Las estrellas, al igual que los instrumentos musicales, vibran con frecuencias naturales. El campo que estudia estos fenómenos se conoce como astrosismología y permite, al igual que los terremotos en la Tierra, explorar lo que ocurre bajo la superficie estelar. “Las vibraciones de una estrella son como su canto único”, explicó Yaguang Li, autor principal del estudio publicado en The Astrophysical Journal. “Al escuchar esas oscilaciones, podemos determinar con precisión la masa, el tamaño y la edad de una estrella”.
Mientras telescopios espaciales como Kepler y TESS habían logrado detectar estos “cantos” estelares en estrellas más calientes, la música de HD 219134 —una estrella más fría, de color naranja— permanecía inaudible. Sin embargo, durante cuatro noches consecutivas, los científicos usaron el KPF para registrar más de 2.000 mediciones de su velocidad radial, es decir, el movimiento de su superficie hacia y desde el observador. Fue así como lograron componer, por primera vez, el perfil vibratorio de esta estrella silenciosa.
Este avance representa la primera medición astrosísmica de la edad y el radio de una estrella fría utilizando esta tecnología. “El modo de lectura rápida de KPF lo hace ideal para captar estas oscilaciones tan sutiles. Es como afinar un oído que antes no teníamos”, destacó Li.
Las vibraciones revelaron que HD 219134 tiene una edad estimada de 10.200 millones de años, más del doble que nuestro Sol. Esto la convierte en una cápsula del tiempo estelar, capaz de ayudar a los científicos a recalibrar los “relojes” cósmicos con los que estiman la edad de otras estrellas, especialmente a través de técnicas como la girocronología.
“Es como encontrar un diapasón perdido para los relojes estelares”, señaló Li. Esta estrella funciona ahora como una nota de referencia que permitirá afinar los modelos de rotación estelar y comprender mejor cómo envejecen las estrellas a lo largo de miles de millones de años.

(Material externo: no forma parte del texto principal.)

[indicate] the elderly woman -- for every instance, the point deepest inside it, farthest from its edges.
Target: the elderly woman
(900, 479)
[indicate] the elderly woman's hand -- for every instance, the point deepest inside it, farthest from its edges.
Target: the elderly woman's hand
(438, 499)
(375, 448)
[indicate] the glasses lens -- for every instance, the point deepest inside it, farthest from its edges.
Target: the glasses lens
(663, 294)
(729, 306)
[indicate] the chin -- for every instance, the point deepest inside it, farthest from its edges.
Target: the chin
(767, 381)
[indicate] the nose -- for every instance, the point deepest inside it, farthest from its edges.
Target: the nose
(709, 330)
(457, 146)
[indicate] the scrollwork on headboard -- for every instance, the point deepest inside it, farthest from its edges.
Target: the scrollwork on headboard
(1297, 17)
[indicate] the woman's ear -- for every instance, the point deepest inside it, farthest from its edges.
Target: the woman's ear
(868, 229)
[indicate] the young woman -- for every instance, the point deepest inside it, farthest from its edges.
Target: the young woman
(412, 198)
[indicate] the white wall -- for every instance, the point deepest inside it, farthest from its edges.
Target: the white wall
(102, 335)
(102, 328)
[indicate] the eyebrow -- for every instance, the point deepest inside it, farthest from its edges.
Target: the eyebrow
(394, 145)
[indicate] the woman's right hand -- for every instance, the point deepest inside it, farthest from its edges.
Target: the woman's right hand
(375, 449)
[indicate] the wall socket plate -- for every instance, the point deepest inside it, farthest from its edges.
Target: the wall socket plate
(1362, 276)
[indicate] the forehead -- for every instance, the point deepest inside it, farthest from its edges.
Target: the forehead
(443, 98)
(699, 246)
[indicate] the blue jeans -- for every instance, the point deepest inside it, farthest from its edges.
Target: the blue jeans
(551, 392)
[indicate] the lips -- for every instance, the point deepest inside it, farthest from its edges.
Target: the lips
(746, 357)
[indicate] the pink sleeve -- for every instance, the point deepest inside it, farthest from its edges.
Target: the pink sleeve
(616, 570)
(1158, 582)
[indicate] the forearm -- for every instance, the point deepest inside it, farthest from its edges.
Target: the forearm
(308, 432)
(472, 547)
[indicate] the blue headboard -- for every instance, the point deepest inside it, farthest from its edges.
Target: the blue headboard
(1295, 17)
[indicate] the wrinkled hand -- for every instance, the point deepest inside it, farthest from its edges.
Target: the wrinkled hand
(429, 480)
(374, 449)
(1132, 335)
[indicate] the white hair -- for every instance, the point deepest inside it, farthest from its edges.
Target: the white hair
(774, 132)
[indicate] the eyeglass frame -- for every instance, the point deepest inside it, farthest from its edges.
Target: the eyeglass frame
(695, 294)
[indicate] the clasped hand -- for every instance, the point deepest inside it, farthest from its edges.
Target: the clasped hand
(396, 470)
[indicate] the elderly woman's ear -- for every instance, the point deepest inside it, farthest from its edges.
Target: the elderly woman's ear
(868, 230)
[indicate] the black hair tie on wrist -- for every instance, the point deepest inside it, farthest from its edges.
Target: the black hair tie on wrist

Pero la música de HD 219134 no solo reveló su edad: también trajo consigo un enigma. Las mediciones astrosísmicas sugieren que la estrella es más pequeña de lo que otros métodos habían indicado, desafiando los modelos actuales y abriendo interrogantes sobre la física estelar, especialmente en estrellas frías.
Además, HD 219134 no está sola: tiene al menos cinco planetas, incluidos dos del tamaño de supertierras. Gracias a la precisión en la medición de su tamaño, los astrónomos también pudieron ajustar las dimensiones y densidades de estos exoplanetas, que ahora se perfilan como mundos rocosos, con superficies similares a la Tierra.
Lo que comenzó como una exploración técnica terminó convirtiéndose en una experiencia profundamente humana: escuchar, por primera vez, el eco de una estrella silenciosa y descubrir que incluso los objetos más quietos del universo tienen su propia canción.